Diharapkan, dalam pembahasan RUU Minuman Beralkohol bisa mendengarkan aspirasi dari daerah. Pihaknya setuju apabila RUU tersebut ditujukan pada minuman tertentu. Namun, perlu juga diperhatikan keberlangsungan di daerah. "Saya setuju kalau mengkonsumsi alkohol dengan jenis-jenis tertentu dilarang, kalau dilakukan ditempat umum, mengganggu ketertiban dan keamanan," tandasnya.




Maka dari itu, dirinya yang juga Ketua DPD I Partai Golkar Bali akan mengusulkan kepada Fraksi Partai Golkar di DPR RI agar bisa mengambil sikap yang tidak merugikan Bali. "Saya usulkan anggota fraksi lintas partai di DPR RI menyikapi secara koordinatif termasuk dengan induk partai masing-masing," akunya.




Bukan itu saja, dirinya juga akan menggelar Rapat Koordinasi antara DPRD Bali dengan, Gubernur Bali, serta Forum Komunikasi Pimpinan Daerah (Forkompinda) untuk menyamakan persepsi terhadap usulan RUU Pelarangan Minuman Beralkohol.
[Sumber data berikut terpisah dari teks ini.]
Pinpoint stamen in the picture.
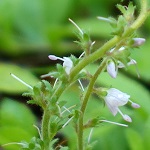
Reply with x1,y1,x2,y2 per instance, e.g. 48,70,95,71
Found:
33,125,42,139
2,142,26,147
97,16,114,23
62,116,74,128
69,18,83,35
129,99,140,108
61,105,76,114
130,59,140,78
88,128,94,144
79,52,85,59
10,73,33,90
53,78,58,88
100,120,128,127
78,80,84,92
48,55,64,61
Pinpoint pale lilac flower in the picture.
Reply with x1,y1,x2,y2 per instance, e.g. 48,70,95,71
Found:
133,38,146,47
104,88,140,122
107,61,118,78
48,55,73,75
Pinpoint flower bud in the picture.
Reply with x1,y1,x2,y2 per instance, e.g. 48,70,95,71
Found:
131,103,140,108
48,55,58,60
107,61,118,78
123,114,132,122
133,38,145,47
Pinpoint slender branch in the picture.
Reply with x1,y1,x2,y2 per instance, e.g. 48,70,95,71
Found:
70,0,148,80
41,109,51,150
78,58,107,150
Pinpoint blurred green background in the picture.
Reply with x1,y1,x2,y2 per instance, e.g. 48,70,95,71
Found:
0,0,150,150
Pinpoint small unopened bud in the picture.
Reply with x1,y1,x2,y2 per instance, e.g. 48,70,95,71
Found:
123,114,132,122
131,103,140,108
133,38,145,47
107,61,117,78
48,55,58,60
Begitu juga dengan daerah lain yang penghasil minuman beralkohol.




Sementara itu, Ketua Komisi III DPRD Bali Anak Agung Ngurah Adhi Ardhana menyatakan, kebijakan dalam minuman beralkohol di Bali, Sumatera Utara dan Sulawesi Utara dimasukkan dalam praktik empiris pada naskah akademik RUU Pelarangan Minuman Beralkohol. Mengacu pada hal itu, seharusnya bisa menjadi pertimbangan dan dasar dalam menjangkau ruang lingkup dalam membahas UU. 




"Kalau pada RUU yang diajukan malah kembali dan berbalik dengan tidak melihat praktik empiris (dan) sekedar hanya memperhitungkan teoritis, maka akan sangat tidak adil bagi masyarakat yg secara adat dan budaya," ujarnya.




"Kajian akademis tersebut sepertinya terlalu dangkal dalam menggali pola-pola pengendalian yang telah diwariskan oleh leluhur kita dan tidak hanya sebatas larangan," akunya.




Begitu juga dengan masyarakat Hindu Bali yang mengenal istilah pengetahuan Sad Ripu atau enam musuh yang di dalamnya ada Mada atau mabuk-mabukan, termasuk mabuk alkohol. Dengan adanya pengetahuan tersebut masyarakat Bali sejati sudah paham dengan minuman beralkohol. Bahkan, tak jarang bisa menjadi obat.




"Maksud saya, kenapa (RUU) tidak mengarah kepada pengendalian yang baik dan bukan pada larangan yang mengekang. Contoh-obat bius atau narkotika bisa dipakai untuk kalangan medis dalam menangani pasien. Juga sebatas mana alkohol akan memabukkan itu jelas harus dilarang," pungkasnya. (her).